Nolens en het publiek

In het literaire landschap van het Nederlandse taalgebied is Nolens zoals gezegd al langer een gevierd schrijver. Hoewel keuzes uit zijn poëzie zijn vertaald in verschillende talen (Afrikaans, Frans, Duits, Engels), wordt de artistieke renommee vooral bepaald door Nederlandse en Vlaamse critici, jury’s en literaire instituties zoals festivalorganisaties, tijdschriften en bibliotheken. En vooral: door een talrijk lezerspubliek, oudere en jongere lezers, dat de gedichten van Nolens een uitzonderlijke status toekent. Indien de naam van een hedendaags Vlaams dichter voor iemand buiten het literaire circuit een belletje laat rinkelen, is het Leonard Nolens. Onder de naoorlogse doden worden meestal Herman de Coninck, Jotie T’Hooft en dezer dagen de gemediatiseerde Hugo Claus genoemd.

Het werk wordt bestudeerd aan universiteiten, zoals aan de UGent, en komt aan bod in hoorcolleges over hedendaagse Nederlandse poëzie. Ieder haar wijd ikzelf een college aan poëzie en poëtica van Nolens voor masterstudenten. Elk academiejaar dagen studenten op met voorstellen een thematisch of verstechnisch aspect van het dichtwerk te analyseren.

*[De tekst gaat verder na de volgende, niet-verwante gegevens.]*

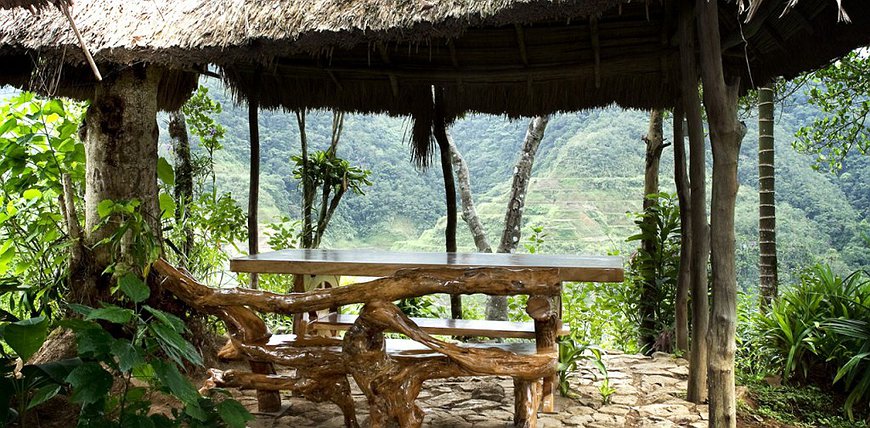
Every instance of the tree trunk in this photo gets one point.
(697, 385)
(439, 126)
(649, 295)
(121, 165)
(307, 185)
(496, 307)
(254, 187)
(681, 315)
(726, 133)
(767, 264)
(183, 178)
(469, 213)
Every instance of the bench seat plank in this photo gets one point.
(447, 327)
(407, 348)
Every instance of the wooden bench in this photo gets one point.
(446, 327)
(389, 372)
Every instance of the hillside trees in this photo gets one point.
(842, 92)
(496, 307)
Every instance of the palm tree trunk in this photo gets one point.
(767, 264)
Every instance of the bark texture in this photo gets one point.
(254, 186)
(183, 176)
(496, 307)
(439, 131)
(121, 165)
(649, 301)
(681, 179)
(767, 263)
(726, 134)
(469, 213)
(697, 385)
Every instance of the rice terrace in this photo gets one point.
(440, 213)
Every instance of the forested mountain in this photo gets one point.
(587, 178)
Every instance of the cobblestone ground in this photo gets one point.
(648, 394)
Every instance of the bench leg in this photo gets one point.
(267, 401)
(527, 399)
(548, 391)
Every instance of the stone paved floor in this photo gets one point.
(648, 394)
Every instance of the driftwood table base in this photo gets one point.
(390, 378)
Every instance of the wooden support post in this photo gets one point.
(254, 186)
(596, 49)
(726, 134)
(544, 310)
(521, 43)
(440, 132)
(697, 385)
(527, 395)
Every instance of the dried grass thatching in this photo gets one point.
(514, 57)
(32, 5)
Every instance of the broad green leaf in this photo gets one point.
(128, 356)
(165, 172)
(170, 377)
(43, 394)
(56, 371)
(105, 207)
(90, 383)
(111, 313)
(25, 337)
(134, 288)
(31, 194)
(167, 205)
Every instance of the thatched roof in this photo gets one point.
(29, 4)
(518, 57)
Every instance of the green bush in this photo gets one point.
(816, 331)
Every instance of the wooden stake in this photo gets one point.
(88, 57)
(254, 189)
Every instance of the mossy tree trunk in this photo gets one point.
(767, 263)
(183, 177)
(726, 134)
(496, 306)
(654, 141)
(697, 385)
(681, 306)
(439, 131)
(121, 165)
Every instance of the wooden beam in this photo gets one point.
(334, 80)
(596, 49)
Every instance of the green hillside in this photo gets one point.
(588, 176)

Ook lijnen die dagboeken en poëziebundels met elkaar verbinden, zijn al eerder onderwerp van Gentse afstudeerscripties.

Nolens en de lacunes

In dit volstrekt onvolledige bibliografisch overzicht van kritisch-journalistieke en academische aandacht voor Nolens’ werk zien we twee lacunes. Naast tijdschriftnummers, essays en kritieken, scripties en sporadisch een hoofdstuk in een proefschrift is op dit ogenblik geen studieboek voorhanden waarin voor een breed belangstellend publiek velerlei facetten van het literaire oeuvre worden belicht. In Duitsland zijn er de prestigieuze studieboeken die specifiek aan het oeuvre van canonieke auteurs zijn gewijd.

Naar het voorbeeld van het Celan-Handbuch (2008), een polyfoon samengesteld boek gewijd aan het werk van Paul Celan, hebben Poëziecentrum en Universiteit Gent de afgelopen maanden inspanningen geleverd om voor Nolens’ oeuvre een soortgelijk kritisch panorama tot stand te brengen. Meer dan twintig dichtbundels worden door evenveel neerlandici en essayisten binnen en buiten het Nederlandse taalgebied en verbonden aan universiteiten in binnen- en buitenland, zeg maar de fine fleur van de poëziekritiek, voor het voetlicht gehouden.

Het huldeboek, uniek in de Nederlandstalige poëziestudie, wordt aan de schrijver overhandigd op dinsdag 17 april tijdens een colloquium dat integraal aan Nolens’ werk is gewijd. Naast het Nolens handboek (Poëziecentrum, red. Carl de Strycker en Yves T’Sjoen, m.m.v. Maxime van Steen) ontvangt elke deelnemer aan het symposium een exemplaar van Adresboek van een dichter, een compilatie met dertig vertalingen van Nolens’ gedicht particuliere én maatschappelijk brandend actuele ‘Adres’ (ontleend aan Geboortebewijs, 1988). Vier vakgroepen van de faculteit Letteren en Wijsbegeerte en neerlandici buiten het Nederlandse taalgebied participeren in dat unieke vertaalproject. Ook Adresboek van een dichter is een speciale uitgave van Poëziecentrum.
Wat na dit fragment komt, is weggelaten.